Je me suis particulièrement attaché, dans cette revue philosophique, à faire nettement ressortir l'harmonie fondamentale qui existe nécessairement entre les différens moyens d'observation. Si cette harmonie a sans doute puissamment contribué à leur perfectionnement respectif, il faut également reconnaître qu'elle y pose des limites inévitables, indépendamment de celles plus éloignées qui tiennent à la nature de l'organisation humaine, puisque ces moyens se bornent mutuellement. Quelle pourrait être, par exemple, l'importance astronomique réelle d'un accroissement notable dans la précision actuelle des instrumens angulaires ou horaires, tant que la connaissance des réfractions restera aussi imparfaite qu'elle l'est?

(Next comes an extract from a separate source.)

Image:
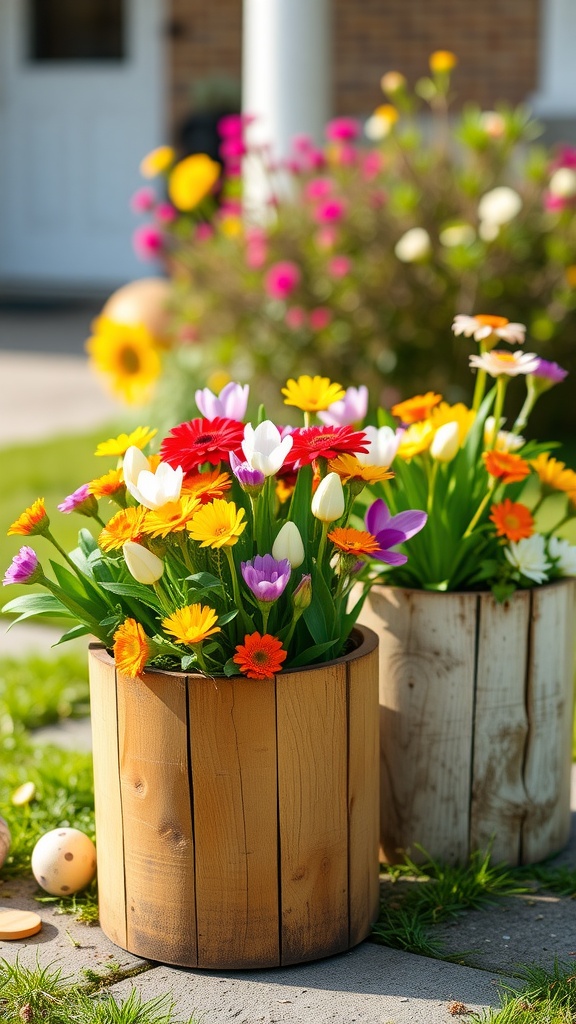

Mais, d'ailleurs, rien évidemment n'autorise à penser que nous ayons déjà atteint à cet égard les limites qui nous sont naturellement imposées par l'ensemble des conditions du sujet.
Après avoir suffisamment considéré, pour la destination de cet ouvrage, les instrumens généraux, matériels ou intellectuels, de l'observation astronomique, nous devons commencer, sans autre préparation, dans la leçon suivante, l'examen philosophique de la géométrie céleste, c'est-à-dire, étudier de quelle manière la connaissance précise des phénomènes géométriques des astres de notre monde a pu être exactement ramenée à de simples élaborations mathématiques, basées sur des mesures dont nous avons ci-dessus apprécié les divers procédés fondamentaux.